WASHINGTON — Last week LGBTQ activism organization the Human Rights Campaign, sent a Freedom of Information Act request to the Department of Health and Human Services. In its request, HRC asked for all records related to the Trump administration’s efforts to redefine the word “gender” in order to exclude transgender people from federal civil rights protections and enable discrimination against LGBTQ people in general.
On Oct. 21, the New York Times published a report that “the Trump administration is considering narrowly defining gender as a biological, immutable condition determined by genitalia at birth.” According to the report, HHS drafted a memo to establish the legal definition of “sex,” and the “agency’s proposed definition would define sex as either male or female, unchangeable, and determined by the genitals that a person is born with […] Any dispute about one’s sex would have to be clarified using genetic testing.”
“This effort by the Trump-Pence Administration to erase transgender people in the public square and exclude them from federal civil rights protections is horrific and alarming,” said HRC Legal Director Sarah Warbelow. “It is imperative we understand the key players pushing for this destructive action along with their motivations, analysis and rationale.”
HHS will likely also encourage other federal agencies to follow suit in their severely restrictive and narrow definition of sex. The administration’s decision could have severe consequences for LGBTQ people across the federal government.

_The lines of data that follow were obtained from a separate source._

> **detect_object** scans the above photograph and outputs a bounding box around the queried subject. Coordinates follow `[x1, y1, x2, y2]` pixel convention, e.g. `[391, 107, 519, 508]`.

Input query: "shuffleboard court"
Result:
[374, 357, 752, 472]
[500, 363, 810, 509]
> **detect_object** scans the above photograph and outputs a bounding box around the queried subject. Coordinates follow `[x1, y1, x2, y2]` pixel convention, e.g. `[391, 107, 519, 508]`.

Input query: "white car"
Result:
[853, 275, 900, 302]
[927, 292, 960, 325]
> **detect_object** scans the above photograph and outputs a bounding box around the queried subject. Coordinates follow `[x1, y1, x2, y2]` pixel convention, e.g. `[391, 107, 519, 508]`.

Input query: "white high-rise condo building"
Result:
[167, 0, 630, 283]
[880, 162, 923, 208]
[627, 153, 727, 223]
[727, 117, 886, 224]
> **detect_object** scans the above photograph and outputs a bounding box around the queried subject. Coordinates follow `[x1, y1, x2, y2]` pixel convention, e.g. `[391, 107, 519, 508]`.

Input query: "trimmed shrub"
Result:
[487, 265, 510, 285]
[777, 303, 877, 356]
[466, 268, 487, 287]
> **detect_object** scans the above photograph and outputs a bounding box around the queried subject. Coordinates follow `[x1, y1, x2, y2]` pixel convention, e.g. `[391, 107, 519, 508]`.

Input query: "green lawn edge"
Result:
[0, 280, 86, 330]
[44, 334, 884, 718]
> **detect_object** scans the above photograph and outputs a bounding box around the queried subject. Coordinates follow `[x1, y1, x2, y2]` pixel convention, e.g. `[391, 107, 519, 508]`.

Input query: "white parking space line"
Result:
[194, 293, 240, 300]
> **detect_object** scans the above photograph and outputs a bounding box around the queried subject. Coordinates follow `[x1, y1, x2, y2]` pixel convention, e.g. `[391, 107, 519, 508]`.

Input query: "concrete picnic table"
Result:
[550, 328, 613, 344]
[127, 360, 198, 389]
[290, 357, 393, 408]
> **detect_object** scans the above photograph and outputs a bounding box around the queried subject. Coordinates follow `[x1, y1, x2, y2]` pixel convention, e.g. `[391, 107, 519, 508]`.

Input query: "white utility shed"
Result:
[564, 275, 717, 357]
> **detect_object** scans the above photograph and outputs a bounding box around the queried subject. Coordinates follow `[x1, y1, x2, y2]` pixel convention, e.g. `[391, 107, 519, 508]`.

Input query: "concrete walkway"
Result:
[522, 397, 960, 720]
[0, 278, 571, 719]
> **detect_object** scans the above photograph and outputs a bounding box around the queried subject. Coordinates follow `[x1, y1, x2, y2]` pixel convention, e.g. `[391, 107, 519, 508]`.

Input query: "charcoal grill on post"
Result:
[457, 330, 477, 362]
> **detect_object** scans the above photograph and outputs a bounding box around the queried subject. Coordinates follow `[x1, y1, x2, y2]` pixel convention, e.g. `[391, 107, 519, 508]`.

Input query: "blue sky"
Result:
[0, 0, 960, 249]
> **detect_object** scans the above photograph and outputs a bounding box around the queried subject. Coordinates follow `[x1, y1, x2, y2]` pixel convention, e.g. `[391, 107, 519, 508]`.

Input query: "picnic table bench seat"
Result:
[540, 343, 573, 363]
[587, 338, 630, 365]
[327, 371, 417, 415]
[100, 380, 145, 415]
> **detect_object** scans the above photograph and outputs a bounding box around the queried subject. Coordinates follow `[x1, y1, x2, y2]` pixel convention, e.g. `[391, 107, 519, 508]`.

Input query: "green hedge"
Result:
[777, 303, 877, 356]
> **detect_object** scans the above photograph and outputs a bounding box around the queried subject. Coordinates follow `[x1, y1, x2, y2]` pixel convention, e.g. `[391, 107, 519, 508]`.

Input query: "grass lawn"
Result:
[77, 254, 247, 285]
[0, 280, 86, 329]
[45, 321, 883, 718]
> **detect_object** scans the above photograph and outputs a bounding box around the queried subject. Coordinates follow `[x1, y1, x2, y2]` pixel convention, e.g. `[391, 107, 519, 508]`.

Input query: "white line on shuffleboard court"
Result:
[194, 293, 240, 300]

– A transgender person could have their insurance deny them coverage for transition related care.
– Same-sex couples and their families could be turned away from emergency shelters.
– A transgender woman could be turned away from a hospital for a broken ankle.
– A gay man could be harassed about being gay at a job skills training.
– An elderly transgender person or same-sex couple could be denied in home meal service.
– A transgender girl could be forced to live in a youth shelter for boys.
Discrimination is a real and persistent problem for far too many LGBTQ Americans. HRC polling has found that nearly two-thirds of self-identified LGBTQ Americans report experiencing discrimination.